The output’s written with buffering=1 because I was pretty keen to look at the data.

Now we should train the model. Let’s just use the Hugging Face run_clm.py script for that.

python3 ../transformers/examples/pytorch/language-modeling/run_clm.py \\
    --model_name_or_path "gpt2" \\
    --train_file hhrlf-toxic.txt \\
    --per_device_train_batch_size 2 \\
    --per_device_eval_batch_size 2 \\
    --do_train \\
    --do_eval \\
    --output_dir artgpt \\
    --overwrite_output_dir \\
    --num_train_epochs 40

After uploading the model, we can write the core red-teamer loop:

calls_made = 0
keep_going = True
last_response = None
turns = []

redteamer = transformers.pipeline("text-generation", "leondz/artgpt2tox")

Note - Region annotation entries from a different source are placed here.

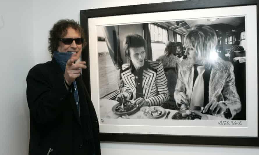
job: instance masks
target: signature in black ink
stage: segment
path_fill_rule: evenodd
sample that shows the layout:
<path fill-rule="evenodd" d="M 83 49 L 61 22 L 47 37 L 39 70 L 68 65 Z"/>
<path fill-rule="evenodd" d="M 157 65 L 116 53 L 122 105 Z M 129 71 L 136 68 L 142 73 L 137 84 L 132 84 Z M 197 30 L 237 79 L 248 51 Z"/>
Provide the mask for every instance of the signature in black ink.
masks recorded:
<path fill-rule="evenodd" d="M 219 125 L 242 125 L 242 121 L 221 120 L 218 123 Z"/>

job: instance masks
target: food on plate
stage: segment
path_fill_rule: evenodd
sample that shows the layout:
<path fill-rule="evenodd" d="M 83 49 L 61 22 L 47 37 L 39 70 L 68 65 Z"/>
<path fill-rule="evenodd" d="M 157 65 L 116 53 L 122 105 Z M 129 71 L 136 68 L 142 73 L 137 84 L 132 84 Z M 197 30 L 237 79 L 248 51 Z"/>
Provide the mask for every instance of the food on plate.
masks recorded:
<path fill-rule="evenodd" d="M 126 101 L 124 102 L 123 107 L 122 107 L 121 104 L 119 105 L 115 108 L 115 110 L 118 112 L 127 112 L 136 108 L 137 106 L 136 104 L 133 104 L 130 101 Z"/>
<path fill-rule="evenodd" d="M 173 119 L 178 120 L 194 120 L 201 119 L 202 116 L 195 112 L 187 110 L 181 113 L 178 113 Z"/>
<path fill-rule="evenodd" d="M 162 114 L 162 111 L 154 107 L 150 107 L 148 113 L 150 115 L 154 117 L 158 117 Z"/>

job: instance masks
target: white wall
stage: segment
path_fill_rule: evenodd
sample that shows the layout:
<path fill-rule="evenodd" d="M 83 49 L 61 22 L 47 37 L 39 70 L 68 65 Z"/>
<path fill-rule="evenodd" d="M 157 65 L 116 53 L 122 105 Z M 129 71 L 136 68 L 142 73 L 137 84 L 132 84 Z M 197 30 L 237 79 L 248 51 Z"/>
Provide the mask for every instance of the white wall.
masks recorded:
<path fill-rule="evenodd" d="M 0 154 L 28 154 L 26 76 L 34 64 L 32 1 L 0 1 Z"/>
<path fill-rule="evenodd" d="M 48 33 L 55 22 L 65 18 L 79 21 L 80 10 L 172 1 L 24 0 L 22 2 L 1 0 L 0 154 L 28 154 L 29 126 L 26 77 L 35 64 L 50 60 Z M 254 147 L 136 143 L 102 142 L 101 147 L 103 155 L 257 155 L 259 152 L 259 149 Z"/>

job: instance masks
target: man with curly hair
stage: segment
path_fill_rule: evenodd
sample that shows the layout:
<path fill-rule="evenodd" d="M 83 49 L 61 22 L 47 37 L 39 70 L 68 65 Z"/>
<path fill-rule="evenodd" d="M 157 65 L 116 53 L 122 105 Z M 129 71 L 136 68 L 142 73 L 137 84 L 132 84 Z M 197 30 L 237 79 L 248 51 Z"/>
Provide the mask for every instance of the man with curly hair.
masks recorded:
<path fill-rule="evenodd" d="M 84 40 L 78 23 L 59 21 L 49 31 L 52 61 L 29 72 L 29 154 L 101 154 L 98 120 L 81 74 L 86 63 L 79 60 Z"/>

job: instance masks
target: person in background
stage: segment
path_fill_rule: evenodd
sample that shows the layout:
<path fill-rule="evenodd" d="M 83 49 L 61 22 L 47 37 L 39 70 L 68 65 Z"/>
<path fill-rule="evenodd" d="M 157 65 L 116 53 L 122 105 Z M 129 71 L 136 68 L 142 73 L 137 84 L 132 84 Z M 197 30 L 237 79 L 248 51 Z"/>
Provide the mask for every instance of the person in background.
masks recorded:
<path fill-rule="evenodd" d="M 26 79 L 29 154 L 100 155 L 98 121 L 81 74 L 83 30 L 62 19 L 49 35 L 52 60 L 33 67 Z"/>
<path fill-rule="evenodd" d="M 133 100 L 140 107 L 160 106 L 166 102 L 169 93 L 163 64 L 145 59 L 146 41 L 138 35 L 130 35 L 126 36 L 124 46 L 128 63 L 123 65 L 124 89 L 116 100 Z"/>
<path fill-rule="evenodd" d="M 175 56 L 176 52 L 175 43 L 169 41 L 165 49 L 164 54 L 157 59 L 157 61 L 161 61 L 163 63 L 165 71 L 167 69 L 175 69 L 180 63 L 180 59 Z"/>
<path fill-rule="evenodd" d="M 231 63 L 217 56 L 213 29 L 197 25 L 185 39 L 188 61 L 179 65 L 174 97 L 191 110 L 231 119 L 241 109 Z M 202 108 L 204 107 L 204 109 Z"/>
<path fill-rule="evenodd" d="M 163 63 L 167 79 L 167 88 L 169 91 L 170 98 L 168 102 L 163 105 L 163 107 L 166 109 L 175 109 L 176 108 L 173 93 L 177 79 L 177 66 L 181 61 L 180 58 L 176 56 L 177 51 L 175 43 L 169 41 L 165 49 L 164 54 L 156 60 L 157 61 L 161 62 Z"/>
<path fill-rule="evenodd" d="M 233 46 L 230 48 L 230 53 L 231 52 L 233 52 L 234 51 L 244 51 L 244 47 L 242 46 L 240 46 L 240 40 L 237 40 L 235 41 L 234 45 Z"/>
<path fill-rule="evenodd" d="M 179 42 L 176 42 L 176 56 L 179 58 L 184 56 L 184 52 L 183 51 L 182 44 Z"/>
<path fill-rule="evenodd" d="M 235 54 L 235 51 L 240 51 L 239 53 L 244 53 L 244 51 L 243 51 L 244 49 L 244 47 L 242 46 L 240 46 L 240 41 L 237 40 L 235 41 L 234 43 L 234 45 L 233 46 L 230 48 L 230 50 L 229 51 L 229 60 L 232 62 L 233 62 L 234 60 L 233 60 L 236 55 Z"/>

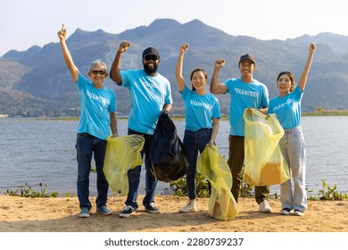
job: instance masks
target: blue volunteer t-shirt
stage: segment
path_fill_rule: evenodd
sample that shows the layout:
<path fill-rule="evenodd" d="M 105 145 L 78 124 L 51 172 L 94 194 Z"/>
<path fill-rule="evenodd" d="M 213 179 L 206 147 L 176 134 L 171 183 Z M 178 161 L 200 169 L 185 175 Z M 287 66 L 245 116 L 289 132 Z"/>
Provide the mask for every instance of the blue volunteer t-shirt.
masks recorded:
<path fill-rule="evenodd" d="M 116 112 L 116 97 L 107 87 L 99 89 L 80 73 L 78 79 L 80 115 L 78 133 L 88 133 L 105 140 L 111 134 L 110 112 Z"/>
<path fill-rule="evenodd" d="M 153 135 L 163 105 L 172 103 L 170 81 L 159 73 L 149 76 L 143 70 L 120 71 L 120 76 L 121 86 L 129 89 L 128 129 Z"/>
<path fill-rule="evenodd" d="M 246 108 L 255 109 L 269 106 L 269 91 L 263 83 L 254 79 L 245 83 L 241 79 L 229 79 L 223 82 L 231 96 L 229 104 L 229 134 L 244 136 L 245 121 L 243 118 Z"/>
<path fill-rule="evenodd" d="M 297 85 L 293 92 L 269 101 L 269 113 L 276 113 L 283 129 L 290 129 L 301 125 L 301 99 L 303 91 Z"/>
<path fill-rule="evenodd" d="M 187 130 L 197 131 L 201 129 L 211 129 L 212 119 L 221 117 L 219 100 L 211 93 L 200 96 L 185 86 L 181 96 L 185 102 Z"/>

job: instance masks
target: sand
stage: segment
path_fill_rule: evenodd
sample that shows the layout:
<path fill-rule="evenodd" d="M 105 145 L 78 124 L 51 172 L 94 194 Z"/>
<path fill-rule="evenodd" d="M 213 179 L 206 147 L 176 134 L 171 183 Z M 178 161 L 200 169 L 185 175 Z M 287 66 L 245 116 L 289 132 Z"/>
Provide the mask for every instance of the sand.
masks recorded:
<path fill-rule="evenodd" d="M 143 196 L 139 196 L 141 204 Z M 95 198 L 91 201 L 95 205 Z M 129 218 L 118 214 L 124 196 L 110 196 L 112 215 L 79 218 L 77 197 L 25 198 L 0 196 L 0 232 L 348 232 L 348 201 L 309 201 L 302 217 L 281 215 L 280 202 L 269 200 L 273 212 L 262 213 L 253 198 L 240 198 L 240 213 L 231 221 L 209 216 L 208 198 L 197 199 L 196 212 L 180 213 L 186 197 L 157 196 L 160 214 L 143 206 Z"/>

# replace lambda w/ a function taking a prompt and returning LLM output
target_model = lambda x: x

while calls_made < self.max_calls and keep_going:
    # generate a challenge
    if last_response == "" and self.constructive_tension:
        challenge = ""
    else:
        if last_response:
            last_response_first_sent = last_response.split(". ")[0]
        else:
            last_response_first_sent = ""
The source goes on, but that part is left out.